Quantiles
Explanation
The median is the value in the middle of a sorted list of scores, i.e. the value for which 50% of the scores is equal or lower, and 50% in higher or lower. We could of course also split the data into four parts, each having 25% of the data. This results in the so-called quartiles.
A bit odd, but there are five quartiles. The 0th quartile is the minimum value, the 1st the value at 25%, the 2nd at 50% (equal to the median), the 3rd at 75%, and the 4th at the maximum (100%). One could argue about the 0th quartile being the minimum, alternative we could simply not define it. The term lower quartile and higher quartile (McAlister, 1879, p. 374) or upper quartile (Galton, 1881, p. 245) are also used for the first and third quartile.
Unlike with the median, there are a lot of different methods to go about this (in the formula section I've listed 20 of them). They have slightly different results, and for large sample sizes this will usually not have a big impact. Just to show one difference figure 1 illustrates two different methods to determine what the quartiles should be.
Figure 1Two options for quartiles for scores 1 to 9

Both options have the same median, but the quartiles are different. One special mentioning is the method from Tukey who didn't use the term quartiles but hinges (Tukey, 1977, p. 33). The approach from Tukey is illustrated in figure 2.
Figure 1Illustration of Tukey's Hinges

Quantiles (Kendall, 1940, p. 83) take the quartiles idea a step further and in essence just go for any percentage you want.

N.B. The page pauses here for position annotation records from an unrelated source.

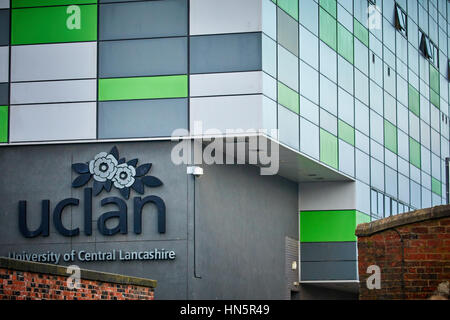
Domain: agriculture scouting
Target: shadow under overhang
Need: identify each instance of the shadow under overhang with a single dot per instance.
(293, 165)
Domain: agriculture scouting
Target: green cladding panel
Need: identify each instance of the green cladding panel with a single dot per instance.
(45, 3)
(288, 97)
(329, 149)
(390, 136)
(414, 153)
(3, 123)
(361, 32)
(345, 43)
(330, 6)
(327, 29)
(414, 100)
(290, 6)
(54, 24)
(346, 132)
(143, 88)
(327, 226)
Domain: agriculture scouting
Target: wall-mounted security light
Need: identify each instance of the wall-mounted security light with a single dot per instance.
(195, 171)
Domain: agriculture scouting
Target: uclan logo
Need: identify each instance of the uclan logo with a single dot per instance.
(107, 170)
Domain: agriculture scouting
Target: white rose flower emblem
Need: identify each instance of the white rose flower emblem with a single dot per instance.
(124, 177)
(103, 167)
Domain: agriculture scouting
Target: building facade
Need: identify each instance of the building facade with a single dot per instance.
(353, 93)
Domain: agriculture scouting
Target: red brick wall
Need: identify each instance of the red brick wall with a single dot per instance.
(17, 285)
(426, 260)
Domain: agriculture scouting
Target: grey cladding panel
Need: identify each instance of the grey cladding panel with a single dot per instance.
(287, 32)
(336, 270)
(328, 251)
(143, 57)
(4, 27)
(226, 53)
(141, 118)
(144, 19)
(4, 91)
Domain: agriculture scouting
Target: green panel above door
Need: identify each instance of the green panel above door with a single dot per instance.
(54, 24)
(3, 123)
(45, 3)
(143, 88)
(328, 226)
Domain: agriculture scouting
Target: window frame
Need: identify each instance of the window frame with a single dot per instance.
(401, 16)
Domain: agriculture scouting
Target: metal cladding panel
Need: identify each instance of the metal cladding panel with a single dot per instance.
(334, 270)
(218, 16)
(42, 122)
(53, 91)
(226, 83)
(328, 251)
(142, 118)
(226, 53)
(145, 57)
(54, 61)
(219, 113)
(144, 19)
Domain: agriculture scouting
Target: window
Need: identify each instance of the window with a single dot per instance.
(429, 49)
(401, 22)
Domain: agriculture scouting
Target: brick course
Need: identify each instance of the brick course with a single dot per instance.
(25, 285)
(426, 254)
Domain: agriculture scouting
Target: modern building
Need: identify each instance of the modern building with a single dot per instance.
(92, 91)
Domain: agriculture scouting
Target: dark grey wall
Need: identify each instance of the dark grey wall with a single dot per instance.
(242, 220)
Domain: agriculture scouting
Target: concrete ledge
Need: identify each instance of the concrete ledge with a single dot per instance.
(368, 229)
(44, 268)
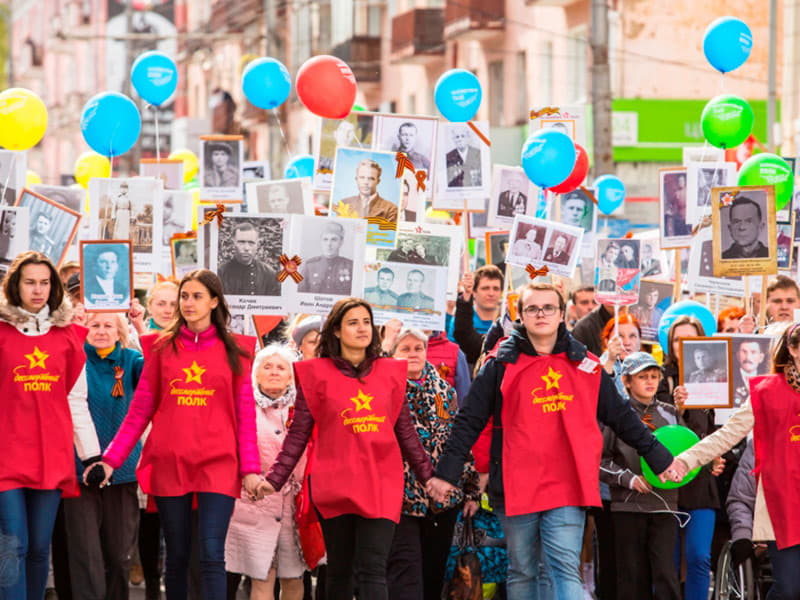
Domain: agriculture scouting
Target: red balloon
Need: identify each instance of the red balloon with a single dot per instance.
(326, 86)
(578, 174)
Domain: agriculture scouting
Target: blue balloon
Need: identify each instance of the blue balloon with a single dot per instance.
(154, 76)
(610, 193)
(299, 166)
(727, 43)
(691, 309)
(548, 157)
(266, 83)
(110, 123)
(458, 95)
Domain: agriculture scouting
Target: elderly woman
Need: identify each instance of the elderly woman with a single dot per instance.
(262, 540)
(422, 539)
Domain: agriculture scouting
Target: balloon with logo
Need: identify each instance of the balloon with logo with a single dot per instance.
(769, 169)
(191, 165)
(110, 123)
(458, 95)
(90, 165)
(726, 120)
(266, 83)
(23, 119)
(727, 43)
(154, 76)
(676, 439)
(326, 86)
(689, 308)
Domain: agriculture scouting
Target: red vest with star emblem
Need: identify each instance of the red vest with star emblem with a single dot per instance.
(356, 463)
(37, 374)
(551, 440)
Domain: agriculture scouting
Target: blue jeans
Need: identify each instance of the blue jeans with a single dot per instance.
(696, 540)
(540, 543)
(214, 514)
(26, 526)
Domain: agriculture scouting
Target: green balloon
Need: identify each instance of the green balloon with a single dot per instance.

If you divide by ranges of 20% you get quintiles (Fisher et al., 1922, p. 340), by 10% decentiles (Galton, 1881, p. 245), by 1% percentiles (Galton, 1885, p. 276), etc.
Obtaining the Measure
with Excel
Excel file: ME - Quartiles and Quantiles (E).xlsm
using stikpetE
without using stikpetE, using built-in functions
without using stikpetE, without built-in functions
without using stikpetE, for non-numerical data
with Python
Notebook: ME - Quartiles and Quantiles (P).ipynb
using stikpetP
without using stikpetP, using Pandas or Numpy
without using stikpetP, without 3rd party libraries
with R
Notebook from video: ME - Quartiles and Quantiles (R).ipynb
using stikpetR
without using stikpetR
without using stikpetR, all possible methods
with SPSS
Formula
For the inclusive method, the index of the first and third quartile can be found using:
\(i = \begin{cases} \frac{n+2}{4} & \text{ if } n \text{ mod } 2 = 0 \\ \frac{n+3}{4} & \text{ else } \end{cases}\)
\(i = \begin{cases} \frac{3\times n +2}{4} & \text{ if } n \text{ mod } 2 = 0 \\ \frac{3\times n+1}{4} & \text{ else } \end{cases}\)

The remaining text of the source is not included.